4. The Five Dysfunctions of a Team by Patrick Lencioni
A leadership fable that teaches how teams can overcome obstacles to achieve success. I really enjoyed Lencioni’s writing style and was engaged throughout the book.
3. The Courage to be Disliked by Ichiro Kishimi, Fumitake Koga
Earlier this year my friend tweeted, “Marc Andreessen thinks everyone should read this book right now: Adlerian psychology meets Stoic philosophy in Socratic dialogue. Compelling from front to back. Highly recommend.” So I bought it, and, and I’m glad I did. Written as dialog between a philosopher and a young man, The Courage to be Disliked was only recently published in English, but apparently sold over 3.5 million copies across Asia.
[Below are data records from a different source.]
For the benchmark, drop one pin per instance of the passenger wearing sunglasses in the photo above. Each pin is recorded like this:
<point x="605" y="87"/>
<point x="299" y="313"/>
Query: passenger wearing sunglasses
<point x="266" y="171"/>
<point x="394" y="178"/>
I drew a lot of insights, but my favorite lesson is connected to the book’s title. “Real freedom is the courage to be disliked. You’ll never be truly free unless you are willing to be disliked by others. The courage to be happy and the courage to be disliked go hand in hand.”
Amazon shows only 5-star and 1-star reviews, and I can see why. Some principles are simple and obvious, while others (past trauma has no impact on your ability to be happy) are much harder to swallow. I don’t agree with everything taught, but it gave me a lot to think about. To me, that’s the sign of a great book.
I listened to the Audible version but it’s likely just as good in print. For a more thorough overview, check out this article.
2. Educated: A Memoir by Tara Westover
I loved this book. Might be the best I’ve read all year. There’s no business angle to Educated but I thought I’d share given that I literally couldn’t put it down.
1. Powerful: Building a Culture of Freedom and Responsibility by Patty McCord
From DVDs to streaming to original content, Netflix has reinvented itself several times. These reinventions were made possible by a unique culture that differs wildly from its Silicon Valley contemporaries. Netflix’s former HR leader shares the secrets of what makes that culture so effective.